O real avacalhado e o valor inestimável da viagem – Coluna do Paulo Gouvêa
Cheguei recentemente de Israel. Minha primeira forte impressão deve ser a mesma que milhares de outros brasileiros estão experimentando quando partem para algum lugar no exterior que não seja do padrão Argentina: os preços, para nós extravagantes, de hotéis, aluguel de carro, alimentação e passagens. É desanimador o custo de viajar que nos castiga em razão dos reais vexatoriamente enfraquecidos. Contudo, é fascinante a visita a esse estranho mundo novo construído pelos israelenses no encontro de três continentes Apesar da surra monetária, foi uma maravilha. Vale muito a pena. Vale até o preço.
A sensação de segurança
Não vou falar sobre o que todos já leram ou ouviram: a experiência cultural e religiosa, a transformação de solos inóspitos em oásis, a tensão permanente, em muitos lugares, devido à convivência forçada entre povos que não sentem qualquer simpatia um pelo outro. Quero, porém, fazer referência a um tema que está aí implícito. Se você estiver em Jerusalém, nas ruas Jaffa e Ben Yehuda, no final da tarde ou à noite, presenciará uma festa diuturna de celebração da vida. Essas vias transformadas em calçadões são ocupadas por bares e restaurantes sempre lotados. Há uma praça em que músicos amadores armam seus equipamentos de som e mandam ficha para quem quiser ouvir. No mesmo local alguém plantou um piano para qualquer um sentar e mostrar seu talento ainda desconhecido. E há nisso tudo uma paz alegre, um notável sentimento de confiança porque, em Israel, a segurança é levada muito a sério. Não há assaltos, roubos, arrastões. Deve, claro, existir o temor de um míssil lançado de longe. Mas, isso não tira o ar de felicidade, especialmente da garotada, porque, aparentemente, ela confia nos que cuidam da sua tranquilidade.

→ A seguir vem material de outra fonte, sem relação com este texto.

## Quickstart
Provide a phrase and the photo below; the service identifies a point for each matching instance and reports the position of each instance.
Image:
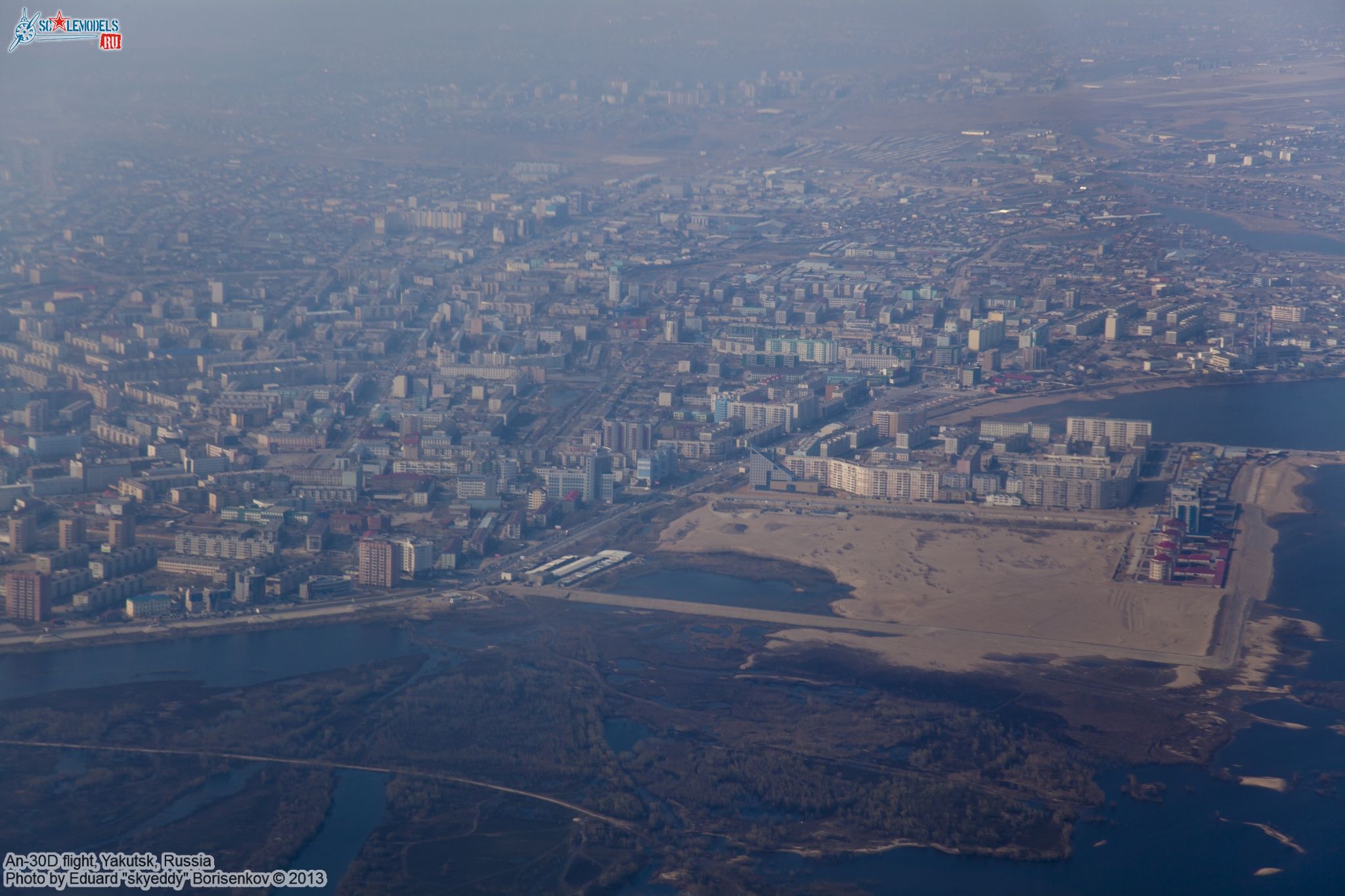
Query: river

Eu vi, dentro do restaurante em que estávamos, um jovem soldado portar um fuzil quase maior do que ele. E ninguém por perto se abalou com a visão. O policial e o militar têm a confiança da população. Lá eles são prestigiados, excepcionalmente bem-preparados e bem pagos. Este é o meio certeiro para se obter eficiência.
Certo dia, dentro das muralhas da Cidade Velha de Jerusalém, testemunhei, em pleno dia e em meio a levas de turistas, um entrevero considerável entre israelenses (policiais ou soldados, não consegui distinguir) e um grupo de árabes. Estes provocavam seus históricos rivais com empurrões e um palavrório que visivelmente não era nada amistoso. Não consegui perceber a causa específica do arranca-rabo. É difícil distinguir ali quem poderia ser cem por cento mocinho ou bandido. O fato, porém, que me chamou a atenção foi o profissionalismo da turma da segurança. Embora fortemente armados, nem se coçaram. Também não entraram no bate-boca, não bateram em ninguém. Imobilizaram os mais exaltados, levaram dois ou três presos. E o bolo dispersou.
Na Holanda
Encontramos, lá pelas tantas, um casal de brasileiros que estivera há pouco em Amsterdam. Quando comentei que minha impressão dessa cidade era muito boa, eles disseram que, para eles, a cidade holandesa foi uma decepção porque estava muito suja. Isso me lembra que, de vez em quando, acontece greve de lixeiros em algum país europeu. Esta não é uma profissão fácil, tem certo grau de insalubridade e um forte e injusto desprestígio social. Por isso mesmo, em diversos países ricos, ela é muito bem remunerada. Eis aí outro exemplo de como buscar bons serviços públicos através da valorização dos profissionais que os prestam. E com muito mais razão quando o trabalho que eles fazem comporta algum tipo de risco. Sejam policiais ou lixeiros.